Richard Jones’s new production of Alcina takes the bull by the horns, literally so at times in a show where animal heads loom large. From first to last, Jones offers a stylish and witty rendering of Handel’s opera as an almost pantomimic contest between sacred and profane love, culminating in a clever final reveal that brings laughs all round. After his problematic Wagner for ENO last winter, this is Jones back on top form.
Alcina has a chequered history at Covent Garden. Premiered here in 1735, it did not return until the 1960s. It has not featured for a generation. But it is far too enchanting a work to be ignored for so long and Alcina’s time seems now to have come. This is the third production in Britain this year, following stagings by Tim Albery at Opera North and Francesco Micheli for the Glyndebourne festival. Jones has come up with an Alcina that will stay the course and be revived.

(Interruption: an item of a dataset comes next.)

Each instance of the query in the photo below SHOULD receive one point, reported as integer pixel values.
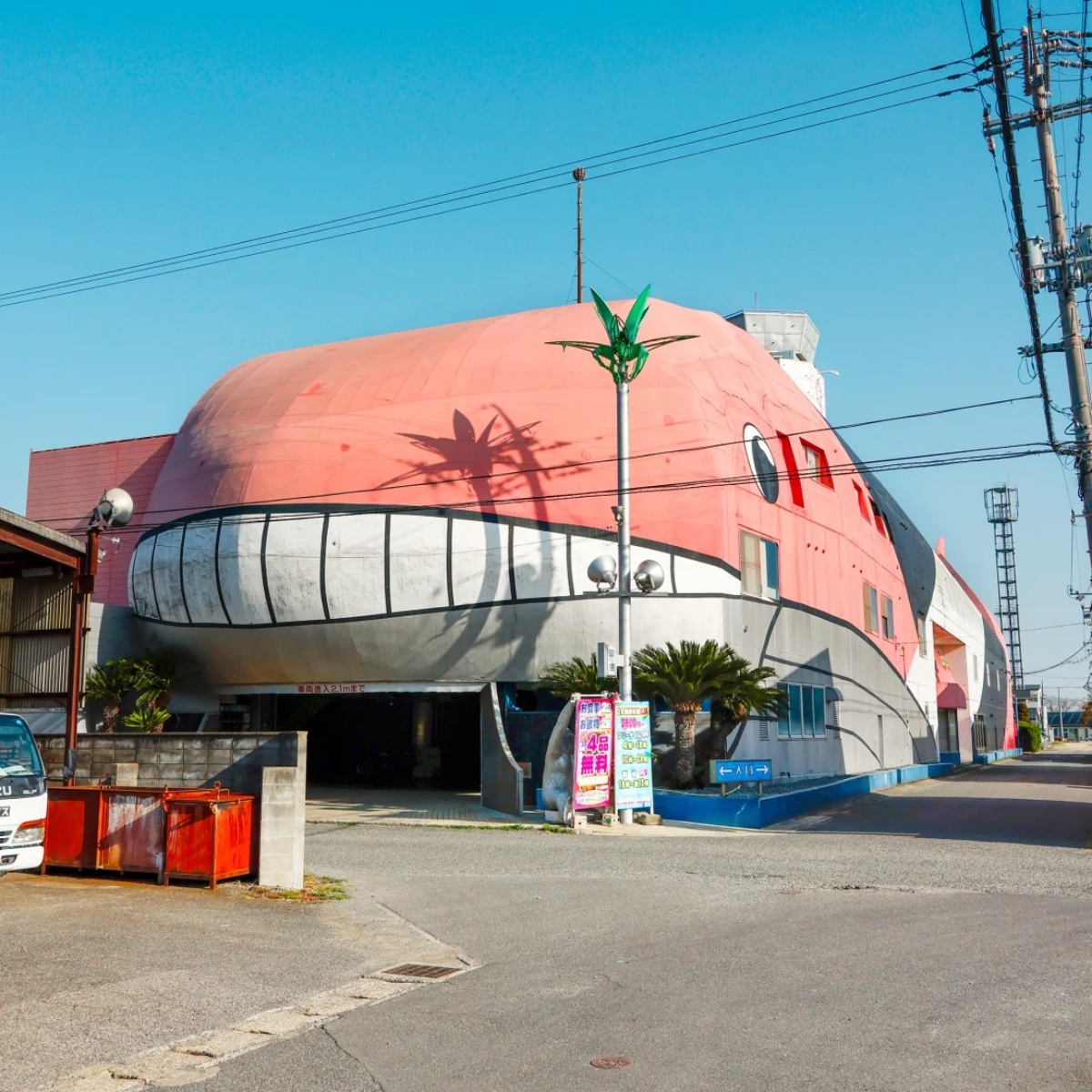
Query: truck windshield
(19, 756)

In Antony McDonald’s fast changing and colourful sets, lit by Lucy Carter, there is always something happening. Alcina’s leafy realm is glamorous and sexy as well as predatory. Her victims stray in from a puritanical Amish-like community where they are required to live by the book. Victims succumb after a squirt of Alcina perfume, transformed into birds and animals. The revolt against Alcina starts in a well-stocked greenhouse. This is a production aimed as much at the eye as at the ear.

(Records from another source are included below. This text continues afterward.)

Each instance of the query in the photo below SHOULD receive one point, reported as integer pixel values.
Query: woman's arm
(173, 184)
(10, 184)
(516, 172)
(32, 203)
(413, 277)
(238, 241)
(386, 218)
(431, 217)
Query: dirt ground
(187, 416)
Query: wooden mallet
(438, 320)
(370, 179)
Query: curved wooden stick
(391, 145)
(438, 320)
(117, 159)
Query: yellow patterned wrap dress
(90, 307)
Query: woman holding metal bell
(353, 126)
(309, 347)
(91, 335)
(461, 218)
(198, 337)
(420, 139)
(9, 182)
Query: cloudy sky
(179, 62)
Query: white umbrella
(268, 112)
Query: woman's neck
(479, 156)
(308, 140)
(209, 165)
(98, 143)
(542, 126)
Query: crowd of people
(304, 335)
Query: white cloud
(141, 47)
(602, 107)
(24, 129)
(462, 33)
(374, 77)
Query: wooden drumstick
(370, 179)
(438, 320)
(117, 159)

Musically, it is still something of a hybrid, although likely to relax better as the run develops. Christian Curnyn’s conducting is measured and reliable, but it plodded during one of the opera’s most devastating arias, Alcina’s Ah, mio cor. Given the revolution in baroque performance practice in the past 40 years, one wanted a bit more panache and expression in the playing from the Royal Opera House orchestra.
In a mostly international cast, Lisette Oropesa inhabited the title role with enormous style, her creamy tone absolutely suits the part. As Ruggiero, who embodies the erotic ambivalence that percolates through the opera and who has more to sing than anyone, Emily D’Angelo sang with unflagging intensity, even when sitting in a tree to perform the rhapsodic Verdi prati.

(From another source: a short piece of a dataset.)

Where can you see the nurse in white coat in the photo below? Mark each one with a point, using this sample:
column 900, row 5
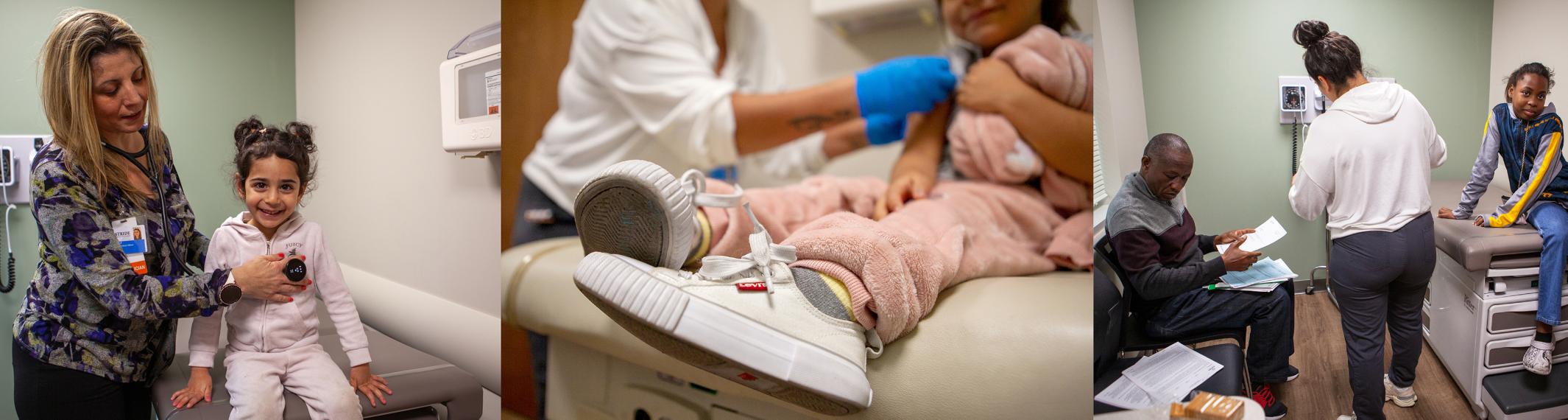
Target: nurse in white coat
column 691, row 85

Mary Bevan as Morgana brought the house down with her act-one showstopper Tornami a vagheggiar. Rupert Charlesworth was incisive and lyrical as Oronte, though with an occasional touch of strain. Varduhi Abrahamyan sang with noble dignity as Bradamante. Jones’s dramatically poignant choice of a child alto (here a reedy Malakhai Bayoh) to sing the lost boy Oberto caused barracking from one single person that was quickly – and rightly – drowned in cheers from everyone else.